Last night I finished a book called “A Monster Calls” by Patrick Ness, I won’t say this is a review per se because it really isn’t – but I would say it is more of a little chat about the characters. 

I felt that this book was a huge tear jerker, it certainly got my eyes watering in parts – as for the monster, well to me the monsters in this book aren’t what you think they are, I think this book has a moral and that is “not everything is as it seems and don’t judge a book by its cover” you will misinterpret at the very beginning who the monster/monsters are, trust me, you will only find out in the ending chapters the truth of who the monster really is.

Because it is a twisty turning fabulous book, I won’t give you any spoilers other than what I have already said. 
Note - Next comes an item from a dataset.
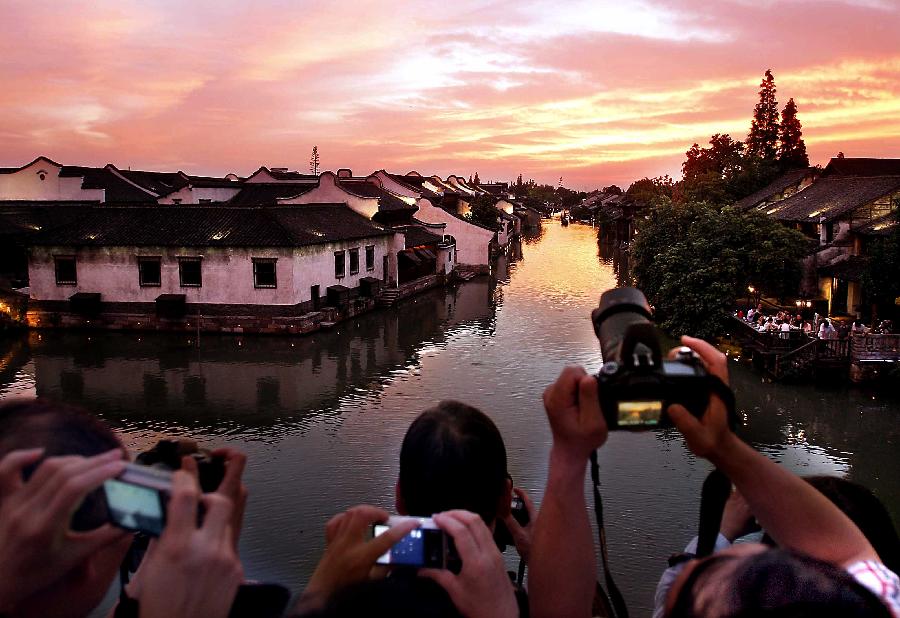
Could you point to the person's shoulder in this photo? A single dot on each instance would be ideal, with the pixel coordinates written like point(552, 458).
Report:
point(880, 580)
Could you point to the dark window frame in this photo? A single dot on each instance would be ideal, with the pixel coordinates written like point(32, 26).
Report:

Now, about the characters, the main character is a boy named Conor who is going through a huge amount of trauma at the age of thirteen – but I am more interested in mentioning the supposed monster that comes to visit him at 12:07 every night – why skip the main character?  Because he is just a human boy going through a bad time and I am more interested in the fantasy aspect of this book rather than the realism of it.  The so-called monster is nothing more than a big brash ancient yew tree that comes alive like an ent from middle-earth to basically have a chat with the young boy and tell him a few stories.  I loved this about the book because in the past ten years I have thought off and on about writing a novel about a tree that comes to life as well based on the Germanic folklore of the wood wives, the wood wives according to legend are beautiful female spirits of the forest who are also vampiric, basically vampiric faeries who turn into trees and bring trees to life amongst other things;  I am also interested in the yew tree because it is very similar to the avenging birch tree from the short movie “The Birch” which again I believe could have been inspired by the ancient Germanic legend, the wood wives. 

So if avenging wrathful trees are your thing, you know what to look out for.  I got this book from the library but I have bought a copy along with the DVD from Ebay because I just find it absolutely fabulous!  The movie stars Liam Neeson and Sigourney Weaver.